3.3.2. Somut olayda, davalı tanığı olarak dinlenen ... beyanında, dava dışı ...’ın, davacının borçlarını ödediğini, 07/04/2010 tarihli "belgedir" başlıklı evrakın altındaki imzanın kendisine ait olduğunu, adi yazılı belgenin davacı ... tarafından düzenlendiğini, bu belgeyi imzalayıp imzalamayacağı hususunda dava dışı ’ı telefonla aradığını, kendisinin onaylaması üzerine anılan belgeyi imzaladığını, ancak davacının 45.000 Euro bedeli ödemediğini, bunun üzerine taşınmazı, dava dışı ... yurtdışında olduğundan ...’ın eşi olan davalıya bedelsiz olarak temlik ettiğini ifade etmiş olup, 07/04/2010 tarihli adi yazılı belgede imzası olan ...'nin bu beyanı ile inançlı işlem iddiasının kanıtlandığının kabulü gerekir. Bu durumda, ikinci el olan davalı ...’ın iyiniyetli olması halinde ediniminin korunacağı tartışmasızdır.

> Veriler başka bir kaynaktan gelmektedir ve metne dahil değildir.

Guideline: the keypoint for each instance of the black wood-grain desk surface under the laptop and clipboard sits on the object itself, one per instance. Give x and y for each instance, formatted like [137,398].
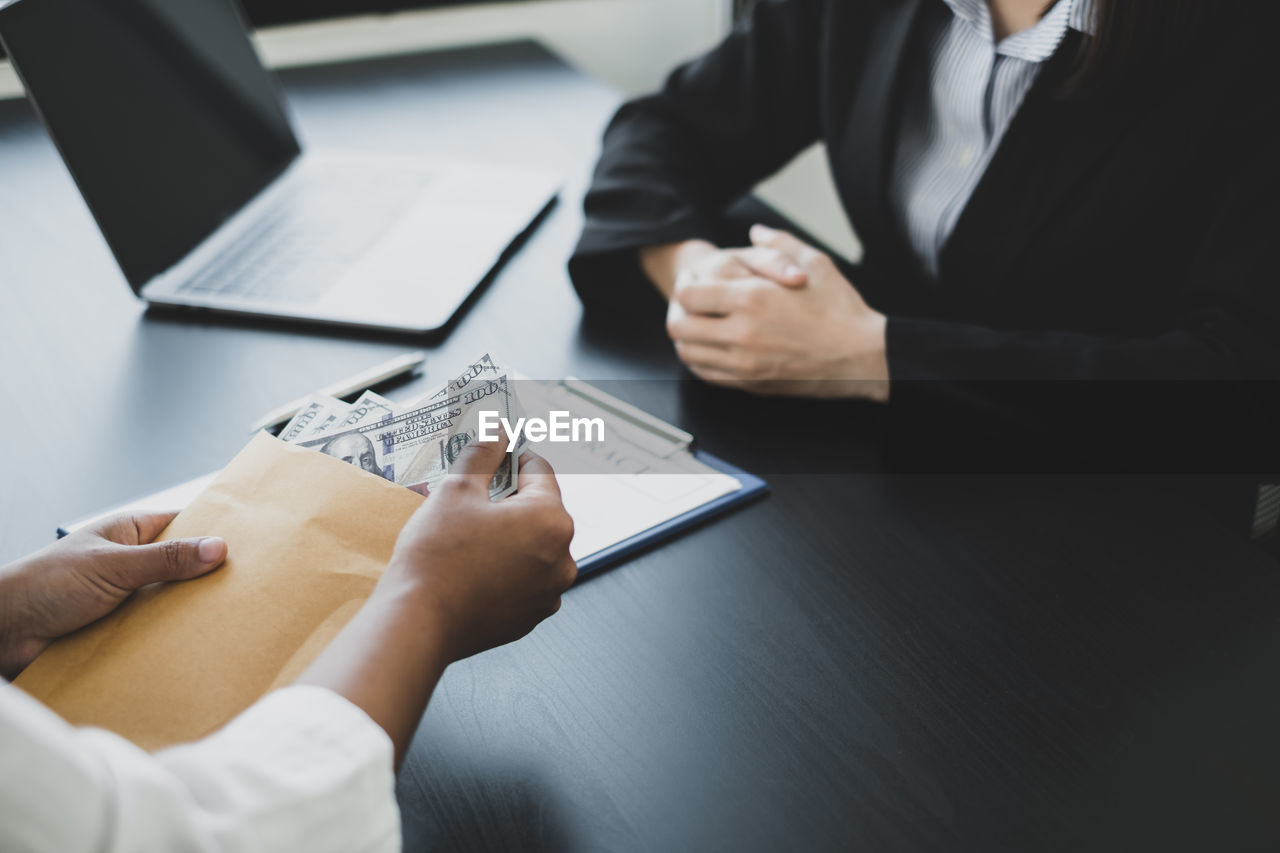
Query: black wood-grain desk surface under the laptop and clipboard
[890,663]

Ne var ki, davalı tanığı olarak dinlenen ...’nin beyanından davalının inanç akdinden haberdar olduğu, eşi dava dışı ...’ın yönlendirmesi ile taşınmazı bedelsiz olarak ...’den devraldığı anlaşılmakta olup, davalının TMK'nın 1023. maddesi koruyuculuğundan yararlanamayacağı açıktır.
O halde, eldeki davada uyuşmazlığın inanç sözleşmesi gereğince tarafların üzerlerine düşen borçları yerine getirip getirmediği hususuna ilişkin olduğu sonucuna varılmaktadır.
Hal böyle olunca, 07/04/2010 tarihli belgede yazılı olan borcun davacı tarafından ödenip ödenmediğinin saptanması, davacı tarafın ödediği bir miktar var ise bunun belirlenmesi, borcun tamamının ödenmediğinin tespiti halinde borç miktarı belirlenerek depo edilmesi konusunda davacı tarafa önel verilmesi ve sonucuna göre karar verilmesi gerekirken, bu husus göz ardı edilerek yazılı şekilde karar verilmesi doğru değildir.
VI. SONUÇ
Yukarıda açıklanan nedenlerle davacı vekilinin değinilen yönden yerinde görülen temyiz itirazlarının kabulü ile 6100 sayılı Hukuk Muhakemeleri Kanunu’nun 373/1 maddesi uyarınca İzmir Bölge Adliye Mahkemesi 1. Hukuk Dairesi kararının ORTADAN KALDIRILMASINA, İlk Derece Mahkemesi kararının yukarıda yazılı nedenlerle 6100 HMK'nın 371/1-c maddesi uyarınca BOZULMASINA, dosyanın kararı veren Nazilli 2. Asliye Hukuk Mahkemesine, kararın bir örneğinin İzmir Bölge Adliye Mahkemesi 1. Hukuk Dairesine gönderilmesine, 20/11/2021 tarihinde yürürlüğe giren Avukatlık Asgari Ücret Tarifesi gereğince gelen temyiz eden davacı vekili için 3.815,00 TL duruşma vekâlet ücretinin temyiz edilen davalıdan alınmasına, alınan peşin harcın temyiz edene geri verilmesine, 30/06/2022 tarihinde kesin olmak üzere oybirliğiyle karar verildi.